(Reflexión a Lc. 7, 36 – 8, 3)
Jesús se encuentra en casa de Simón, un fariseo que lo ha
invitado a comer. Inesperadamente, una mujer interrumpe el banquete. Los
invitados la reconocen enseguida. Es una prostituta de la aldea. Su presencia
crea malestar y expectación. ¿Cómo reaccionará Jesús? ¿La expulsará para que no
contamine a los invitados?
La mujer no dice nada. Está acostumbrada a ser despreciada,
sobre todo, en los ambientes fariseos. Directamente se dirige hacia Jesús, se
echa a sus pies y rompe a llorar. No sabe cómo agradecerle su acogida: cubre
sus pies de besos, los unge con un perfume que trae consigo y se los seca con
su cabellera.
La reacción del fariseo no se hace esperar. No puede disimular
su desprecio: “Si este fuera profeta, sabría quién es esta mujer y lo que
es: una pecadora”. El no es tan ingenuo como Jesús. Sabe muy bien que esta
mujer es una prostituta, indigna de tocar a Jesús. Habría que apartarla de él.
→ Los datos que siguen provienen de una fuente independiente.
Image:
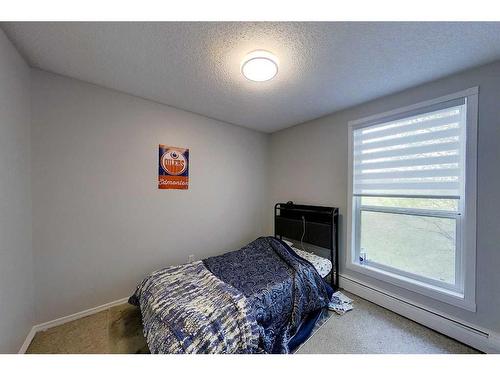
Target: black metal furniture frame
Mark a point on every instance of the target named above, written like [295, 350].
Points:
[316, 225]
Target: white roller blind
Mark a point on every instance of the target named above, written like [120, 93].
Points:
[418, 155]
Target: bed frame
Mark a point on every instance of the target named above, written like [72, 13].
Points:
[321, 229]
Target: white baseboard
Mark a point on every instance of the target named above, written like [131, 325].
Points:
[477, 337]
[65, 319]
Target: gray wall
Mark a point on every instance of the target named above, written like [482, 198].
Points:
[16, 257]
[309, 165]
[100, 224]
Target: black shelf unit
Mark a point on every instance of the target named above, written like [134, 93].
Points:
[321, 229]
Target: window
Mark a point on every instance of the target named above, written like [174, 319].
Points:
[412, 186]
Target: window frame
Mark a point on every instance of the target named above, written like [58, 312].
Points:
[465, 262]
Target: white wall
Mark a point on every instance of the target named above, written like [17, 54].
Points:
[309, 165]
[16, 257]
[100, 224]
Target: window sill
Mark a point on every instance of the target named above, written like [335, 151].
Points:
[444, 295]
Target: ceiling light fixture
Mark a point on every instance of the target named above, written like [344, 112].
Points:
[259, 66]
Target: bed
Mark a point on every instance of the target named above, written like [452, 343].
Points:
[263, 298]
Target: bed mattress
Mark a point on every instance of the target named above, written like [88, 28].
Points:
[262, 298]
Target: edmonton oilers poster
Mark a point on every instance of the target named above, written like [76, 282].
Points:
[173, 168]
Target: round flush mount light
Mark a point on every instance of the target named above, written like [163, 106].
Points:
[259, 66]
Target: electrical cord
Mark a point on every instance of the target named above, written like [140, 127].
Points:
[303, 233]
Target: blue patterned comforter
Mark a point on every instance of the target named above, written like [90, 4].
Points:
[252, 300]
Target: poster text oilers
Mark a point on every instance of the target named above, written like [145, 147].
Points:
[173, 168]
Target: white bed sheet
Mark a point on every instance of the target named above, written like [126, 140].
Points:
[322, 265]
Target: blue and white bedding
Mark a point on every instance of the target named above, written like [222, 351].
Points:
[259, 299]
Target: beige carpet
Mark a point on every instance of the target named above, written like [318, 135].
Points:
[115, 330]
[366, 329]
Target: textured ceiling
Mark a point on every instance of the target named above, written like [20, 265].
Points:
[195, 66]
Pero Jesús no la expulsa ni la rechaza. Al contrario, la acoge
con respeto y ternura. Descubre en sus gestos un amor limpio y una fe
agradecida. Delante de todos, habla con ella para defender su dignidad y
revelarle cómo la ama Dios: “Tus pecados están perdonados”. Luego,
mientras los invitados se escandalizan, la reafirma en su fe y le desea una
vida nueva: “Tu fe te ha salvado. Vete en paz”. Dios estará siempre con
ella.
Hace unos meses, me llamaron a tomar parte en un Encuentro
Pastoral muy particular. Estaba entre nosotros un grupo de prostitutas. Pude
hablar despacio con ellas. Nunca las podré olvidar. A lo largo de tres días
pudimos escuchar su impotencia, sus miedos, su soledad... Por vez primera
comprendí por qué Jesús las quería tanto. Entendí también sus palabras a los
dirigentes religiosos: “Os aseguro que los publicanos y las prostitutas
entrarán antes que vosotros en el reino de los cielos”.
Estas mujeres engañadas y esclavizadas, sometidas a toda clase
de abusos, aterrorizadas para mantenerlas aisladas, muchas sin apenas
protección ni seguridad alguna, son las víctimas invisibles de un mundo cruel e
inhumano, silenciado en buena parte por la sociedad y olvidado prácticamente
por la Iglesia.
Los seguidores de Jesús no podemos vivir de espaldas al
sufrimiento de estas mujeres. Nuestras Iglesias diocesanas no pueden abandonarlas
a su triste destino. Hemos de levantar la voz para despertar la conciencia de
la sociedad. Hemos de apoyar mucho más a quienes luchan por sus derechos y su
dignidad. Jesús que las amó tanto sería también hoy el primero en defenderlas.